However, hardcoding vae_on_cpu to true makes it work with 4.10 s/it.

[INFO ] stable-diffusion.cpp:255  - VAE Autoencoder: Using CPU backend
[DEBUG] ggml_extend.hpp:932  - vae compute buffer size: 6656.00 MB(RAM)
[DEBUG] stable-diffusion.cpp:884  - computing vae [mode: DECODE] graph completed, taking 85.62s
[INFO ] stable-diffusion.cpp:1220 - latent 1 decoded, taking 85.62s
[INFO ] stable-diffusion.cpp:1224 - decode_first_stage completed, taking 85.62s
[INFO ] stable-diffusion.cpp:1324 - txt2img completed in 179.18s

output

Green-Sky commented 3 months ago

taesd3 does not work:

[INFO ] tae.hpp:204  - loading taesd from '../stable-diffusion-webui/models/VAE-approx/taesd3_diffusion_pytorch_model.safetensors', decode_only = true
[DEBUG] ggml_extend.hpp:980  - taesd params backend buffer size =   4.67 MB(VRAM) (134 tensors)
[INFO ] model.cpp:737  - load ../stable-diffusion-webui/models/VAE-approx/taesd3_diffusion_pytorch_model.safetensors using safetensors format
[DEBUG] model.cpp:803  - init from '../stable-diffusion-webui/models/VAE-approx/taesd3_diffusion_pytorch_model.safetensors'
[DEBUG] model.cpp:1389 - loading tensors from ../stable-diffusion-webui/models/VAE-approx/taesd3_diffusion_pytorch_model.safetensors
[ERROR] model.cpp:1544 - tensor 'decoder.layers.0.weight' has wrong shape in model file: got [3, 3, 16, 64], expected [3, 3, 4, 64]
[WARN ] model.cpp:1451 - process tensor failed: 'decoder.layers.0.weight'
[ERROR] model.cpp:1560 - load tensors from file failed
[ERROR] tae.hpp:222  - load tae tensors from model loader failed
new_sd_ctx_t failed

edit: also loras dont work yet. (tried flash-diffusion)

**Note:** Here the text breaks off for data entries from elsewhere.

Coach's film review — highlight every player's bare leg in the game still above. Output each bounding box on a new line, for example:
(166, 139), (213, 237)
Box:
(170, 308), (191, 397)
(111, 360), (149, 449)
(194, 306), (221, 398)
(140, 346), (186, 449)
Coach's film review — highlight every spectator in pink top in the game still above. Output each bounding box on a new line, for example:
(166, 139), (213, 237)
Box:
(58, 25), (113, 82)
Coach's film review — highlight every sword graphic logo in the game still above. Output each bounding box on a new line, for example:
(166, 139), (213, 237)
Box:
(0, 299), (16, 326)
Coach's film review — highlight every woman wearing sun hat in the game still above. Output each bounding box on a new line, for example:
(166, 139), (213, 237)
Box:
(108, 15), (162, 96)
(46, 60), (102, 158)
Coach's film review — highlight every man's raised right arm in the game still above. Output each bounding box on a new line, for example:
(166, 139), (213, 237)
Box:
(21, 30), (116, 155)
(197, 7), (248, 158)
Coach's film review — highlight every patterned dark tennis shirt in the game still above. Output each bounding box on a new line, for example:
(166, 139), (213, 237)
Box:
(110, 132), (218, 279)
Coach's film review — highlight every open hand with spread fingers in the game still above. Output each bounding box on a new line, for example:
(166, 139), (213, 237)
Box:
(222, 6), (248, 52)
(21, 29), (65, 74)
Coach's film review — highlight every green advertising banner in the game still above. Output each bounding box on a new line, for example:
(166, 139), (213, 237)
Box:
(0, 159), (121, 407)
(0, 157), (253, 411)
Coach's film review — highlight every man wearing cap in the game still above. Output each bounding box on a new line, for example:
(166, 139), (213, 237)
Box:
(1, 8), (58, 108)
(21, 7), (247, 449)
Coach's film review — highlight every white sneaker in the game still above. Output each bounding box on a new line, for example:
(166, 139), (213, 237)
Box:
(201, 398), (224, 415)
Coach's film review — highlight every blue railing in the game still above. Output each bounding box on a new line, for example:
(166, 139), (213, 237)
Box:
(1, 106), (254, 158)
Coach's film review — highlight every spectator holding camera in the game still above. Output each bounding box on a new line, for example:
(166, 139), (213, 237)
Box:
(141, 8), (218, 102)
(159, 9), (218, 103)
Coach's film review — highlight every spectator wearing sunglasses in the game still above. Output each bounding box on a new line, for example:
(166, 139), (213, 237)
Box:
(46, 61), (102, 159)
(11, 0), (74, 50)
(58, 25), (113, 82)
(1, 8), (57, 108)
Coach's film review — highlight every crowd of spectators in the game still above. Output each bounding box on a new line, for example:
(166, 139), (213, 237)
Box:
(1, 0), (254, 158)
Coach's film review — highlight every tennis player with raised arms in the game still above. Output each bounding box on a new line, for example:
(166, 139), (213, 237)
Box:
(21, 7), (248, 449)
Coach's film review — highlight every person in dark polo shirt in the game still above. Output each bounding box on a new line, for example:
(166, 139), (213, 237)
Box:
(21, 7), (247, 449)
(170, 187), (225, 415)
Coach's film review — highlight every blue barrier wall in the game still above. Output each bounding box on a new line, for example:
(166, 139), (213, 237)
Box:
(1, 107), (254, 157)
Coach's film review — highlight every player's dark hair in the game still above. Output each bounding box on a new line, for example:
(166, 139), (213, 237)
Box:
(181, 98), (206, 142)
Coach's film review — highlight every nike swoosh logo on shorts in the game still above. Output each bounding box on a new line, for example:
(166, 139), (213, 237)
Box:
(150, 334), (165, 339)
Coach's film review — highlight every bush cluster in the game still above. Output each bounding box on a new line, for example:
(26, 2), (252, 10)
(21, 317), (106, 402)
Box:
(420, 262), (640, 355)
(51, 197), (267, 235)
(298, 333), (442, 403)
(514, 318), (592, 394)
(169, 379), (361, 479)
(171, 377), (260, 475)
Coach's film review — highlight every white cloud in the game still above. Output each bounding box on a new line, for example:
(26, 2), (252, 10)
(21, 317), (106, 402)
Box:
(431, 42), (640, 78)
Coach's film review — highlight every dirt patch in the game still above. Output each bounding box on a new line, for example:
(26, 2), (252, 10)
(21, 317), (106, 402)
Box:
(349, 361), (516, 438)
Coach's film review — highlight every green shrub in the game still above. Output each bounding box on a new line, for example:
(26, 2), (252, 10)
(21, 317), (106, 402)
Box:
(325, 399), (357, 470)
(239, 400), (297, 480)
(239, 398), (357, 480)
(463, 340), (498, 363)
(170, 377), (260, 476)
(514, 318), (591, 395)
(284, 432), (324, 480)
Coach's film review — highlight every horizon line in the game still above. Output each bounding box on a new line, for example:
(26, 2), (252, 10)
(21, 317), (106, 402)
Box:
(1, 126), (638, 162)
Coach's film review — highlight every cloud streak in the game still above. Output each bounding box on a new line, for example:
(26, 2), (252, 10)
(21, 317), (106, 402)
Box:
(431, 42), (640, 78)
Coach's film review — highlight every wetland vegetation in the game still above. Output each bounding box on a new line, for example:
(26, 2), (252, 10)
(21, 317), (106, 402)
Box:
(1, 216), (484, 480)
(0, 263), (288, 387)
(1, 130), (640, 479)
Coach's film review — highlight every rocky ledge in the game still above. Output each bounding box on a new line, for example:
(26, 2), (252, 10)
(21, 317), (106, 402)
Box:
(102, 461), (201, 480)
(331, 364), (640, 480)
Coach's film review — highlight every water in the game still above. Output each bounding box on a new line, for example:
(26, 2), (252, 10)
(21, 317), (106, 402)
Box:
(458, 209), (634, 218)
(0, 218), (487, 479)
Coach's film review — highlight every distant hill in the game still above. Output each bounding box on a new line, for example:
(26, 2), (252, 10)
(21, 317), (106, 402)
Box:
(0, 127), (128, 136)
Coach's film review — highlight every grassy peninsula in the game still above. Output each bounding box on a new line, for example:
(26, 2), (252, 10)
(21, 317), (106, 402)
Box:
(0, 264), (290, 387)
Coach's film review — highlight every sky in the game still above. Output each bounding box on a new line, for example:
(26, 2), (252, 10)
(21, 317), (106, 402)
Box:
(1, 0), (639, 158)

FSSRepo commented 3 months ago

@leejet hello!, in diffusion_model.hpp there is a typo DiffuisionModel class name

leejet commented 2 months ago

@leejet hello!, in diffusion_model.hpp there is a typo DiffuisionModel class name

Fixed!

leejet commented 2 months ago

The support for taesd3 and lora will be added later in a separate PR. This PR seems to have all its functionalities completed, so I'll merge it now.